Effect of teriflunomide on warfarin: Repeated doses of teriflunomide had no effect on the pharmacokinetics of S-warfarin, indicating that teriflunomide is not an inhibitor or an inducer of CYP2C9. However, a 25% decrease in peak international normalised ratio (INR) was observed when teriflunomide was coadministered with warfarin as compared with warfarin alone. Therefore, when warfarin is co-administered with teriflunomide, close INR follow-up and monitoring is recommended.
Effect of teriflunomide on organic anion transporter 3 (OAT3) substrates: There was an increase in mean cefaclor Cmax and AUC (1.43- and 1.54-fold, respectively), following repeated doses of teriflunomide, suggesting that teriflunomide is an inhibitor of OAT3 in vivo. Therefore, when teriflunomide is coadministered with substrates of OAT3, such as cefaclor, benzylpenicillin, ciprofloxacin, indometacin, ketoprofen, furosemide, cimetidine, methotrexate, zidovudine, caution is recommended.
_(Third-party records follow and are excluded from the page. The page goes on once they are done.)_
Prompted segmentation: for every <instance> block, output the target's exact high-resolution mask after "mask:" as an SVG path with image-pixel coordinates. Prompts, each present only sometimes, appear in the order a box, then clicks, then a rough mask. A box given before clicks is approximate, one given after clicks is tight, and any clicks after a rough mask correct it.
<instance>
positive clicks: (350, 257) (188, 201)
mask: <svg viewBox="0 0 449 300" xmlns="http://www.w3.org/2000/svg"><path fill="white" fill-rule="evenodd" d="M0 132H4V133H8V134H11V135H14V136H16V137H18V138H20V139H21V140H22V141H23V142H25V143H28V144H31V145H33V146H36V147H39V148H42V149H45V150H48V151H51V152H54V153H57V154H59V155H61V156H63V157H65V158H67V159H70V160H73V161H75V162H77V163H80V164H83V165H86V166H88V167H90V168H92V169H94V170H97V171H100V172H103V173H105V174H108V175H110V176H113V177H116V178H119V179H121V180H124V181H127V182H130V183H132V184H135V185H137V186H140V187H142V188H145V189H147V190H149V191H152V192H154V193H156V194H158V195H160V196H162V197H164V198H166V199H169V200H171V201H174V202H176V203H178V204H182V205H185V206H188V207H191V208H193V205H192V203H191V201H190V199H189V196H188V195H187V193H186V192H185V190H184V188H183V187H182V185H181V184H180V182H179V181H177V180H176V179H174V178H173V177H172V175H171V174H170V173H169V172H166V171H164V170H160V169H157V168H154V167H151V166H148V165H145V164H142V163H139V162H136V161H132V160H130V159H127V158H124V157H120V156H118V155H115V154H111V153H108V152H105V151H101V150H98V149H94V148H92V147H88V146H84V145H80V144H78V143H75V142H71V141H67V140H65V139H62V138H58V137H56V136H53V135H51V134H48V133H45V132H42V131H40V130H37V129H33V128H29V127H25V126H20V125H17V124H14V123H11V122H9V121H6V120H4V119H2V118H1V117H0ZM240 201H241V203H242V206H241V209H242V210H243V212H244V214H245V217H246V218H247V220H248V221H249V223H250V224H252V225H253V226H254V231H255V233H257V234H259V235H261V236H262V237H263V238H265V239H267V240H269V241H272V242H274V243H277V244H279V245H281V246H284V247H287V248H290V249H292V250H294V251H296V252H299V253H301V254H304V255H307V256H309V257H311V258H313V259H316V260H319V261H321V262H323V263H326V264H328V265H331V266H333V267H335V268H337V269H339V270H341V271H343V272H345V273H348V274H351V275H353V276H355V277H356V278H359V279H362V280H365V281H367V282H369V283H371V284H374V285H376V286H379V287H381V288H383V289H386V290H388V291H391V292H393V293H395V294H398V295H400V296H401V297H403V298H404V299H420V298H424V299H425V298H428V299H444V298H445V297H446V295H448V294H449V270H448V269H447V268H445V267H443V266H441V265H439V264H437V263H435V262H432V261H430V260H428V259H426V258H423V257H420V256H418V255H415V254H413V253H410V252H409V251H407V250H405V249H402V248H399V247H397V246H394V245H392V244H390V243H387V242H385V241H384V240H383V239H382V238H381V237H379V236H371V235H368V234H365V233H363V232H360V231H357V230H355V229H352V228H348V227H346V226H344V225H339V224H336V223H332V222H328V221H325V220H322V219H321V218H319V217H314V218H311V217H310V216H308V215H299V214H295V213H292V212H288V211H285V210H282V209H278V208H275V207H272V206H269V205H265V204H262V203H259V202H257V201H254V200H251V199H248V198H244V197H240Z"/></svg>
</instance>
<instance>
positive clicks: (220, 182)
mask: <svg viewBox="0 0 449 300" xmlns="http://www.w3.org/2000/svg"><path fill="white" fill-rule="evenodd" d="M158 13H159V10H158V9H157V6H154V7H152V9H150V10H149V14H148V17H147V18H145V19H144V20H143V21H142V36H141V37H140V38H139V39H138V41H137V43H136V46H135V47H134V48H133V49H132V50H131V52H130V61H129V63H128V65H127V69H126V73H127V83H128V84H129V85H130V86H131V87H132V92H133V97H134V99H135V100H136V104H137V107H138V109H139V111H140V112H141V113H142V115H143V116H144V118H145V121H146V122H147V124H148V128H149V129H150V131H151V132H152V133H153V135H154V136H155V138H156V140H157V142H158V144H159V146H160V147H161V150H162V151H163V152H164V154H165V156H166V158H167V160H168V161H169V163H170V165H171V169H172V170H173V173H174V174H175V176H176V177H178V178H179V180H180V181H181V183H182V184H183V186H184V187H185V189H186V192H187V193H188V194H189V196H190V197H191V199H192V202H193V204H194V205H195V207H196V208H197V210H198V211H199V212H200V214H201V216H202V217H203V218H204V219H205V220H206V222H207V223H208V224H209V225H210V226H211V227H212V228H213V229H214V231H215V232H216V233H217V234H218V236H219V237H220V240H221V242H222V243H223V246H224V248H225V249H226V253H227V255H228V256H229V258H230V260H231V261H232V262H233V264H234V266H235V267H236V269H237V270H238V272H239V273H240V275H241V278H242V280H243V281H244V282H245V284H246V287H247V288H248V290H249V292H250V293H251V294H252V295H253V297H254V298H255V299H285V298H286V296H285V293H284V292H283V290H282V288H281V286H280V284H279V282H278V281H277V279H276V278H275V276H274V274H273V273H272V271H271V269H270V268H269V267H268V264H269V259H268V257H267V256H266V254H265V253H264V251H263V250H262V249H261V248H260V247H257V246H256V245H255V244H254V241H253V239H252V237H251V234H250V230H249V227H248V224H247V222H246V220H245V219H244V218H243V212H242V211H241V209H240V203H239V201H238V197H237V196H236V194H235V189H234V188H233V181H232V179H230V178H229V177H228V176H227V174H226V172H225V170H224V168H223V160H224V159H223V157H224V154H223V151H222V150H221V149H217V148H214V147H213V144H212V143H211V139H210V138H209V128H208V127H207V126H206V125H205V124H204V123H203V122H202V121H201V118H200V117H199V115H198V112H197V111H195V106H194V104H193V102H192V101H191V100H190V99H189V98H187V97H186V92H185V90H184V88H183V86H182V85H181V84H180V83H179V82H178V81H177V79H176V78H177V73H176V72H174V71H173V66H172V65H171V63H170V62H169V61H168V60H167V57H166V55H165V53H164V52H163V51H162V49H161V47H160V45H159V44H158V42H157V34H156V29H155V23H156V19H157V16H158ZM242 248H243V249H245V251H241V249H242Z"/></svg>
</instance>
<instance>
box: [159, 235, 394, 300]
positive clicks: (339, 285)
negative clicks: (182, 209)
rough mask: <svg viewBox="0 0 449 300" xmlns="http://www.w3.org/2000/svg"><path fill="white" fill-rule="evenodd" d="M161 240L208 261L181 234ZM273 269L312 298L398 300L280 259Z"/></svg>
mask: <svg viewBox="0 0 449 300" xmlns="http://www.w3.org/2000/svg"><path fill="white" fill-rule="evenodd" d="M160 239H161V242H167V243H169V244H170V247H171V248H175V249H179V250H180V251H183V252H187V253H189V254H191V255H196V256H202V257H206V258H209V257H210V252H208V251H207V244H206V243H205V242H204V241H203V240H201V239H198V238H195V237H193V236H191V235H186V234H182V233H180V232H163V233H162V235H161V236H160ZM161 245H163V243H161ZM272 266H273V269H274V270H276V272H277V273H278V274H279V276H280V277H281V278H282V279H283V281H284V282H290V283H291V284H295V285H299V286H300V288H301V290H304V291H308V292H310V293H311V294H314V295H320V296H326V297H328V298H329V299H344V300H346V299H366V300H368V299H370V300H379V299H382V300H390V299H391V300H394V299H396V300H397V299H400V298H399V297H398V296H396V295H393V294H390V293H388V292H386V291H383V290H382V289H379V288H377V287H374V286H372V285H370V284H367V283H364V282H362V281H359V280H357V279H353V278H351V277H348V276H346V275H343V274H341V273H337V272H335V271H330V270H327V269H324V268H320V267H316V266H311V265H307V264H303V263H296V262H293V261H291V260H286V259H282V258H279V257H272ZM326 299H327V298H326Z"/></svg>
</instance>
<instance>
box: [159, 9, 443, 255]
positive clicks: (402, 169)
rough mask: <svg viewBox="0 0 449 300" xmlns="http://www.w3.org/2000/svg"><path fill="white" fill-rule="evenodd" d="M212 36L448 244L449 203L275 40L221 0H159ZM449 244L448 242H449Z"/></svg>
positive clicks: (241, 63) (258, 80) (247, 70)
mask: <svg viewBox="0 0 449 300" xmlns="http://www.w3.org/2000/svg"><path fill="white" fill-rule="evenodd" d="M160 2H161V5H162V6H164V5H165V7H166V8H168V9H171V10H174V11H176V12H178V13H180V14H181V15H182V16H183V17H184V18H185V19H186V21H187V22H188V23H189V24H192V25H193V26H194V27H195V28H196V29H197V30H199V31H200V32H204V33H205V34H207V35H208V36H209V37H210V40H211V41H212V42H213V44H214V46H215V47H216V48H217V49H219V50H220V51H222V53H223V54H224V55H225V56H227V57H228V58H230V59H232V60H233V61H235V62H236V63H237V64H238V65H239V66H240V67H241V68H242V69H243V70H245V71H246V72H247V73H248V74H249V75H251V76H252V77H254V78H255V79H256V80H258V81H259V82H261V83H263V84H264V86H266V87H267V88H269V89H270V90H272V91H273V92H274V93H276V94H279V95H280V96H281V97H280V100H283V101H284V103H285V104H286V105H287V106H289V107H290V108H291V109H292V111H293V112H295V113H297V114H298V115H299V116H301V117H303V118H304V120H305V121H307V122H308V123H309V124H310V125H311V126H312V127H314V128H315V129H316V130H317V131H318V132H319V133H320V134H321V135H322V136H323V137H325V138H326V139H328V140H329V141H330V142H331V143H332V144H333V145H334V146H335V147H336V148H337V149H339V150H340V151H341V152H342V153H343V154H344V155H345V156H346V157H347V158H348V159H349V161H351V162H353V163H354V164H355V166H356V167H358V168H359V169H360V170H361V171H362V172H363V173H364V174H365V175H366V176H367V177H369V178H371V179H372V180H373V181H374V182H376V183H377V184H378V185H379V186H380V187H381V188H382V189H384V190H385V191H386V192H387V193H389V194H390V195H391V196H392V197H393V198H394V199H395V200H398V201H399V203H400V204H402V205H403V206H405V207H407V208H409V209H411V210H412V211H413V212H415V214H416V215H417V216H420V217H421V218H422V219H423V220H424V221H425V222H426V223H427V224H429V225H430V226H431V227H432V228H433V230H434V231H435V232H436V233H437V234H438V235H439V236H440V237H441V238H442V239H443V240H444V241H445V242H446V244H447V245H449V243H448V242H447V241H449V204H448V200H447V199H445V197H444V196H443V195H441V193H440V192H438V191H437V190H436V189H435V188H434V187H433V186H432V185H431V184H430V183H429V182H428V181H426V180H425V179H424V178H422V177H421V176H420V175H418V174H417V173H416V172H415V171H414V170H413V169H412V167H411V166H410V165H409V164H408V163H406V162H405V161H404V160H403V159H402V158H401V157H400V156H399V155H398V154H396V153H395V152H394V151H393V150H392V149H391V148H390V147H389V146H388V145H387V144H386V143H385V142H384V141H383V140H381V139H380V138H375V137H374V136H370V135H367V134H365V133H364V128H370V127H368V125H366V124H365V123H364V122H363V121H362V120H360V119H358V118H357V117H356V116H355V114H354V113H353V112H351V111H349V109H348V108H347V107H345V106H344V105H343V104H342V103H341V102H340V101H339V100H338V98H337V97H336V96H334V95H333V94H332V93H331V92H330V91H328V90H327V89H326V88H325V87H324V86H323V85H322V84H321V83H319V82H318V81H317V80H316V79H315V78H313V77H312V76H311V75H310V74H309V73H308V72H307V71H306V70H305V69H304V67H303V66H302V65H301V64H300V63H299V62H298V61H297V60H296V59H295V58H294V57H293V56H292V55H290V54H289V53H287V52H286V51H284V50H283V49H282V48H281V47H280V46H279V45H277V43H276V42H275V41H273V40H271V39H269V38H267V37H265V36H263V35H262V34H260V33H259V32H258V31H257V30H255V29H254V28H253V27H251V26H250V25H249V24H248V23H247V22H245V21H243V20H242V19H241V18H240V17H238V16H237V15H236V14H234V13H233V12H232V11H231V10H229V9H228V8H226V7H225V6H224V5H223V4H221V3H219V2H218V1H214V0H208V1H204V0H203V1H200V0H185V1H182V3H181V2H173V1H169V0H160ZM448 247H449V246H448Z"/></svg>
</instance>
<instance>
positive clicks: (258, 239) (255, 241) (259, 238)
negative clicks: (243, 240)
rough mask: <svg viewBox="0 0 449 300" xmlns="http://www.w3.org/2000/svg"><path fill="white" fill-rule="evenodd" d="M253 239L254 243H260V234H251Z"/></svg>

Effect of teriflunomide on BCRP and/or organic anion transporting polypeptide B1 and B3 (OATP1B1/B3) substrates: There was an increase in mean rosuvastatin Cmax and AUC (2.65- and 2.51-fold, respectively), following repeated doses of teriflunomide. However, there was no apparent impact of this increase in plasma rosuvastatin exposure on the HMG-CoA reductase activity. For rosuvastatin, a dose reduction by 50% is recommended for coadministration with teriflunomide. For other substrates of BCRP (e.g., methotrexate, topotecan, sulfasalazine, daunorubicin, doxorubicin) and the OATP family especially HMG-Co reductase inhibitors (e.g., simvastatin, atorvastatin, pravastatin, methotrexate, nateglinide, repaglinide, rifampicin) concomitant administration of teriflunomide should also be undertaken with caution. Patients should be closely monitored for signs and symptoms of excessive exposure to the medicinal products and reduction of the dose of these medicinal products should be considered.